What was she thinking?
If their search in the park led them to Parker’s fortune, and if the bracelet really was Siobhan’s, then everyone would have to take back every mean thing they’d said about her grandmother.
– from THE PARKER INHERITANCE, by Varian Johnson
There are a lot of things we inherit. Head-shapes. The slope of a nose. Sometimes the way we laugh or bristle. A person of color also inherits things that have less to do with them specifically, but more to do with a country which institutionalizes racism – sometimes a family comes away with generational health issues, financial issues, and an sense of shame from the past. We inherit history – and sometimes, not just our personal histories.

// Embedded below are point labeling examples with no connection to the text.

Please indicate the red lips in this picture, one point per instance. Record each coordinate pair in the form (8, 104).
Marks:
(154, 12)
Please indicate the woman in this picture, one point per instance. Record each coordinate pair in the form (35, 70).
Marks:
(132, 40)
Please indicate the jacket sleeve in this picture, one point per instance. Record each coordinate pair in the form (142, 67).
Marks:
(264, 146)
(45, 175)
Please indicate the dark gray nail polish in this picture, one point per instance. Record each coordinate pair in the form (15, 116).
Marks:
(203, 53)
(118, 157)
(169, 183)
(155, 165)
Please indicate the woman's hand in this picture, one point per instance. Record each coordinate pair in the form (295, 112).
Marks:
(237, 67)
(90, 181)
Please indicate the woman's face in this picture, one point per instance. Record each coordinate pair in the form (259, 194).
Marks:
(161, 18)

One doesn’t normally find that sort of thing touched on in a middle grade book, but Varian Johnson gives readers a lot to chew on, while giving writers a master class in how to talk about important things… while encircling those things with an entertaining narrative.
Candice is already in a funk – having the family home remodeled in preparation for it to be sold. After her parents’ divorce, Candice doesn’t feel like she fits anywhere, so a summer in Lambert, South Carolina, where her mother is from, can’t possibly make things much worse. The boy across the street is nice enough, though younger, and their mothers pushing them to hang out is…annoying, but okay, he’s better than nothing.

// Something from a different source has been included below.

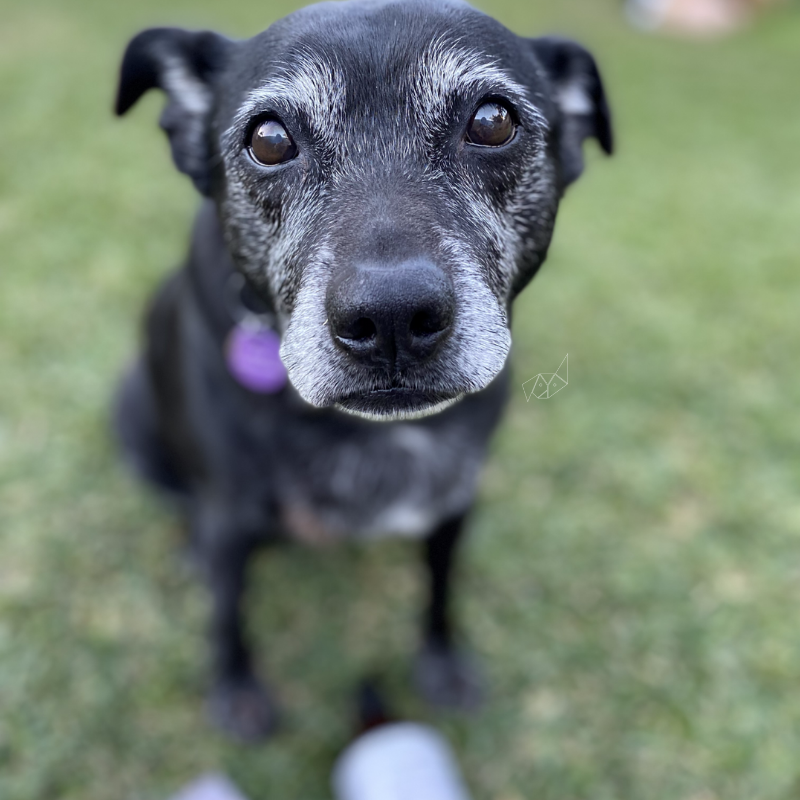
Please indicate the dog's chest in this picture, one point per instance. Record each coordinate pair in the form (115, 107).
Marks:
(400, 479)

When it turns out Brandon is a reader, and he reads interesting books – even if his grandfather has dumb ideas about those books – Candice finds solace. When it turns out that Brandon can listen without judgment to the story of Candice’s grandmother — and will help Candice shine a light on the mystery surrounding her getting fired from her City job, Candice is certain Brandon is a real friend. But getting into your family business with someone you’ve just met feels… tricky. There’s a lot of secrets to discover as they piece through the puzzles and clues. Who hid the treasure, and why? Who was Siobhan, and how did Candice get her bracelet? And what will they do if there’s really money to be found?

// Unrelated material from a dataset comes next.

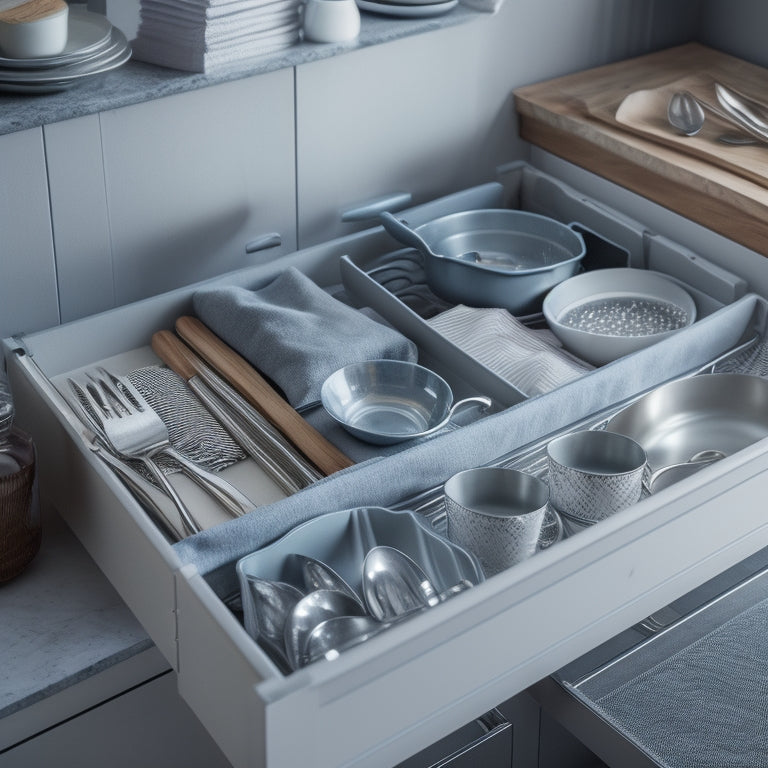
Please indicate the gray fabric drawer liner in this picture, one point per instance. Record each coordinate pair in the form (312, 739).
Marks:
(387, 481)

The mystery in this book is well done — and tricky enough that most readers will not be able to pull it together before the characters. The other small twists – about gay family and friends, and how knowing someone is gay doesn’t change who they’ve ever been – that’s a lovely surprise. This book is covered with praise – a CSK Honor Winner, a Horn Book Honor Winner, a NYT Public Library “Top Ten,” an ALSC Notable Children’s Book – the high fives and kudos go on and on. An unassuming and quiet book about one girl digging into her family history subtly leads the reader to places unexpected — and will be really enjoyed by other quiet kids of any color or gender who have felt out of place and wondered what they’ve inherited, and what they would choose to pass on.